Let me just say that you don't need to be a statistician to understand the statistical flaws in the 98% brandishing figure. I'll put it in terms anyone can understand. Let's pretend, as Glenn does, that the main claim (Lott never did a survey) has been put to rest. Now imagine this:

- A: 98% of Americans don't want an attack on Iraq.
- B: Where did you get that from?
- A: Published surveys.
- B: What are you talking about? There aren't any surveys that show a number even close to 98%
- A: Well, actually, I conducted my own survey.
- B: And you just forgot about it?* Well, never mind that. How many people did you talk to?
- A: 2,424.
- B: And how many responses are you basing the 98% figure on?
- A: 25.
- B: Based on 25 responses, you're going on television and saying that 98% of the public opposed a war on Iraq.

Can you imagine an explanation of weighting that would make you think that A is in the right?

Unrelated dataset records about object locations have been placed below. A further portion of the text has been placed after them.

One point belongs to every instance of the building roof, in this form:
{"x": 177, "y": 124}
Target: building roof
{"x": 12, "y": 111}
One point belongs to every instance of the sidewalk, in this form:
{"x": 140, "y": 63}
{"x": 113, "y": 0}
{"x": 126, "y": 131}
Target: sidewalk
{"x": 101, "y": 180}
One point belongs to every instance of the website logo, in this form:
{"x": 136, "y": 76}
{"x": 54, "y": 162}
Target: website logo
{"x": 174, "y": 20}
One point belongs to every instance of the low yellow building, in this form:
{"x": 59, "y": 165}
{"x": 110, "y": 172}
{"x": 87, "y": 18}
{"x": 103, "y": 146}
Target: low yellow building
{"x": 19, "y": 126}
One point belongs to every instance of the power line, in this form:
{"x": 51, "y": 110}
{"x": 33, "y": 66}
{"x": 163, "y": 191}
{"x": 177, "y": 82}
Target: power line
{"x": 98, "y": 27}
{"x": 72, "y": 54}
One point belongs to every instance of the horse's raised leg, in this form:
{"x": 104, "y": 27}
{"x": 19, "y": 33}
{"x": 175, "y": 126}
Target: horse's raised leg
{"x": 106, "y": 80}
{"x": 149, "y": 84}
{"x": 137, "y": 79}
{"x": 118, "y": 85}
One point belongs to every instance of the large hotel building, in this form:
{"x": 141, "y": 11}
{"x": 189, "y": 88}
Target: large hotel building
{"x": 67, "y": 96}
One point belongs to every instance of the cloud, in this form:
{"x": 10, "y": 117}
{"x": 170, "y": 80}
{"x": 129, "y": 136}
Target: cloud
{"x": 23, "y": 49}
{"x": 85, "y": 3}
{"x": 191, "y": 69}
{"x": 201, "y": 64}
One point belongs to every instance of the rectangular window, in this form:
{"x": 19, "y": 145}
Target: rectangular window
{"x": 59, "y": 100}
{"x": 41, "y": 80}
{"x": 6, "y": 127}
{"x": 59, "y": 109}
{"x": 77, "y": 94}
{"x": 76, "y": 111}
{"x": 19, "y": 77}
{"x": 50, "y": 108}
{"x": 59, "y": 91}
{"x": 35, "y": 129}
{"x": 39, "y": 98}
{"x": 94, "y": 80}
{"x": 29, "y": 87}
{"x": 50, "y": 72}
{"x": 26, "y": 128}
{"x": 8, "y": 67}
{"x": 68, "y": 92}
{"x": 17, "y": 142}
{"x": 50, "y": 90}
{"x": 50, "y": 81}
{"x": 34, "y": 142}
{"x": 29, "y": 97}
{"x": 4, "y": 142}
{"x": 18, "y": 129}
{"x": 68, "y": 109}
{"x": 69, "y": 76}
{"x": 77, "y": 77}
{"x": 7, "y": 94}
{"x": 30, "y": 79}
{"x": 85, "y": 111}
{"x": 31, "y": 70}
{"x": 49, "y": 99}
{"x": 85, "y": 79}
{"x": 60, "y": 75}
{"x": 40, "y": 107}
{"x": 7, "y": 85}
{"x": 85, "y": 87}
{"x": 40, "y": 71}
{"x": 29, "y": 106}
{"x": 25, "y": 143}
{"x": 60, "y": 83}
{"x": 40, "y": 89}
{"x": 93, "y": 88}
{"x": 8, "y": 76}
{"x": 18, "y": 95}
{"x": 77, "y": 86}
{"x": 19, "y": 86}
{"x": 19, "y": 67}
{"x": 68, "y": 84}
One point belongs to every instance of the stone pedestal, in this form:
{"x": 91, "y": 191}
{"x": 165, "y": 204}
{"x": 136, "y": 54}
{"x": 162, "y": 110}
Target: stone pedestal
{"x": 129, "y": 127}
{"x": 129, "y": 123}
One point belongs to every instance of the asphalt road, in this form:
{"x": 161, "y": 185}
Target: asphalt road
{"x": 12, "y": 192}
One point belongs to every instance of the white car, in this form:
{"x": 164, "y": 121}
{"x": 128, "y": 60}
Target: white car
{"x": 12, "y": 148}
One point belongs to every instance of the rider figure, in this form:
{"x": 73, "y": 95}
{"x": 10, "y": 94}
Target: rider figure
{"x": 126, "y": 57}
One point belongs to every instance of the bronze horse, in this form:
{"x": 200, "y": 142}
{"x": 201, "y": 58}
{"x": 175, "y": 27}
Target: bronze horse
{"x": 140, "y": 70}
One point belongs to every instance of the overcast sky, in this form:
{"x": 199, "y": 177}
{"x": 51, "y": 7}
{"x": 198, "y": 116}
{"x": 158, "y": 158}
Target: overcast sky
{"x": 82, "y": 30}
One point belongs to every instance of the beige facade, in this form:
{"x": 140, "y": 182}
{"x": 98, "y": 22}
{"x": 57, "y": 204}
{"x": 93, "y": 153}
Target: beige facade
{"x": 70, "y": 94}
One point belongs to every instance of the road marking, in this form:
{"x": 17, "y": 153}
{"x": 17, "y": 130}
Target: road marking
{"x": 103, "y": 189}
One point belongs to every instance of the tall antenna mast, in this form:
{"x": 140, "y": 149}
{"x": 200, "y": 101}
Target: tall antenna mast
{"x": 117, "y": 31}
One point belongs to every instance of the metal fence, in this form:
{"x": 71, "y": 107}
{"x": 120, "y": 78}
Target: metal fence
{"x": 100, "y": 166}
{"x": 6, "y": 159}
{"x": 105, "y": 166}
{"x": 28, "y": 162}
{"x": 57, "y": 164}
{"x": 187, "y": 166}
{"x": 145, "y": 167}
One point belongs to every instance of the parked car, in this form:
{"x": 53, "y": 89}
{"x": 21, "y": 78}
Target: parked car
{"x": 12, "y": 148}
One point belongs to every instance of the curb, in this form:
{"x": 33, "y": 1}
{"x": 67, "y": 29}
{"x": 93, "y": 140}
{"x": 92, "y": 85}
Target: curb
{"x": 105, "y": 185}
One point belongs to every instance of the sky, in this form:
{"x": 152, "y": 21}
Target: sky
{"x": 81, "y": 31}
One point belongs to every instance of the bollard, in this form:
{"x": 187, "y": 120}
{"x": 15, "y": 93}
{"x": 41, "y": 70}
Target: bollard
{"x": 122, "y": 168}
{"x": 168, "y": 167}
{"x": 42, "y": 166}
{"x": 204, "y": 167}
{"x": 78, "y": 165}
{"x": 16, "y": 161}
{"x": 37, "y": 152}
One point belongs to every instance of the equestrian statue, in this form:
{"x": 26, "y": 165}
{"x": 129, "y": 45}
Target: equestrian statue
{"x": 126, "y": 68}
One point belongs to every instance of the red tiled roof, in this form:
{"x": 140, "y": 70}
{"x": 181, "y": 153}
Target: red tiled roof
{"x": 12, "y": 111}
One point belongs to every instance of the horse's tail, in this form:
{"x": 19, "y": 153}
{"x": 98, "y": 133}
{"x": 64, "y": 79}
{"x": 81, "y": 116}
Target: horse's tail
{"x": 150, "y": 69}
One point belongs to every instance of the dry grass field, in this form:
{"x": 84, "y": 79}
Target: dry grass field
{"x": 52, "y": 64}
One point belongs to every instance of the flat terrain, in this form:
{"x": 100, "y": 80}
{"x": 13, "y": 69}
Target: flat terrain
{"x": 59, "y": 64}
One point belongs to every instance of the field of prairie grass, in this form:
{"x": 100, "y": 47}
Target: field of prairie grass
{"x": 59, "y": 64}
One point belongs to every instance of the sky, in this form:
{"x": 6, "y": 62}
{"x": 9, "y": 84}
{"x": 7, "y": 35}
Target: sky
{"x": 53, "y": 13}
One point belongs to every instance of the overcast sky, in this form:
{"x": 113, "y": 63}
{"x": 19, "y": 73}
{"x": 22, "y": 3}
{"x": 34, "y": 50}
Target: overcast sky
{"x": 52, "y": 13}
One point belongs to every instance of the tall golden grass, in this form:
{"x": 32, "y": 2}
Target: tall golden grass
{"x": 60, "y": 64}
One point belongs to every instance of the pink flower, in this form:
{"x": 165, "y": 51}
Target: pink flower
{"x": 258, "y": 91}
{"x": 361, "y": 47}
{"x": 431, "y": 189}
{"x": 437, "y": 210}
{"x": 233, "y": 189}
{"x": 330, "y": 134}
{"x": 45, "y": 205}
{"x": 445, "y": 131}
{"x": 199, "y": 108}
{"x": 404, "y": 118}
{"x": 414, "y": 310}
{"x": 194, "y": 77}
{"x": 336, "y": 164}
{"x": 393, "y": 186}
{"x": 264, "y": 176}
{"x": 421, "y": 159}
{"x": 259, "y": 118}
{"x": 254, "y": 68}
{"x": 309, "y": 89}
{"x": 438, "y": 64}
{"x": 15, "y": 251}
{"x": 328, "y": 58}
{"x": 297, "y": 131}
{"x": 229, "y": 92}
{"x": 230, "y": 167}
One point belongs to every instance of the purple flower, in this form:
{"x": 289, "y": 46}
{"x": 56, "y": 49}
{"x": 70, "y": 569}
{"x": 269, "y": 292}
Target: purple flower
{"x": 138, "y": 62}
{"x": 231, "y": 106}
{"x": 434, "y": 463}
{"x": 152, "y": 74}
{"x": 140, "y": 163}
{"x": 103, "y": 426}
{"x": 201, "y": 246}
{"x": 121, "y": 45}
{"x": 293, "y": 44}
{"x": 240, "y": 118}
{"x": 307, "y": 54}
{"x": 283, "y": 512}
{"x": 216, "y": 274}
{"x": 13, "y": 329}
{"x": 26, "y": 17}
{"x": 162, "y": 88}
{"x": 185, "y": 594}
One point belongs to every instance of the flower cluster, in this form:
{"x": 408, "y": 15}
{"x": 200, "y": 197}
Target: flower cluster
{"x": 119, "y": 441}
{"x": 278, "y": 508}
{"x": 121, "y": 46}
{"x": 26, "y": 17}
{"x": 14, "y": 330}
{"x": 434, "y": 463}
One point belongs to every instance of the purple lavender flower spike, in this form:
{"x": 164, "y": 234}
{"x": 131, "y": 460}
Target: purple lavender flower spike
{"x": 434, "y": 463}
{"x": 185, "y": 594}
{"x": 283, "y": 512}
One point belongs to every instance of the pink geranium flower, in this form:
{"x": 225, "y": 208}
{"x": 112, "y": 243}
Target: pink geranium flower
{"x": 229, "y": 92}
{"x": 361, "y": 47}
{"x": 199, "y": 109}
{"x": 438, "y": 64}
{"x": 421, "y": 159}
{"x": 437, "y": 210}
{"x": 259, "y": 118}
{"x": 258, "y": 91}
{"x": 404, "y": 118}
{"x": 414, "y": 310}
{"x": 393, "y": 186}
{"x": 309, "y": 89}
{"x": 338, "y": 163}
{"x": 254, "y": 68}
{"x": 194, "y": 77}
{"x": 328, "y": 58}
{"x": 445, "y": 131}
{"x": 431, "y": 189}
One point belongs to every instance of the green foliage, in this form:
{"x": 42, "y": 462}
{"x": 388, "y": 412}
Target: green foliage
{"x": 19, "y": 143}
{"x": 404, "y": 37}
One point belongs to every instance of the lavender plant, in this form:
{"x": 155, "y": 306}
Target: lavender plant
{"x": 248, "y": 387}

Especially if the weighting data has been lost?

Let me ask this another way, at the risk of repeating myself. If Lott is right, 98% of the time, you can defend yourself from a criminal with a rubber gun.

Does anyone believe that?

* It really is that bad. From Tim Lambert:
Here's the sentence in the first edition:
"If national surveys are correct, 98 percent of the time that people use guns defensively, they merely have to brandish a weapon to break off an attack."

and here it is in the second:
"If a national survey that I conducted is correct, 98 percent of the time that people use guns defensively, they merely have to brandish a weapon to break off an attack."

He didn't add a cautionary phrase at all. He changed the attribution of the 98% figure. And he won't admit to doing it.


UPDATE: Jane Galt has a reasonable reponse in the comments to this post. The bottom line is that she's very hesitant to believe that Lott didn't conduct the study without incontrovertable proof. He's pretty far from "vindicated" (my read), but she wants to be careful about the most serious accusation. All right. It'll be interesting to see how people react when James Lindgren releases his report.
Has anyone finished Yann Martel's Life of Pi? I'm really eager to discuss it, but I don't want to give away anything, so I'll put it in the comments. WARNING: Spoilers a'plenty.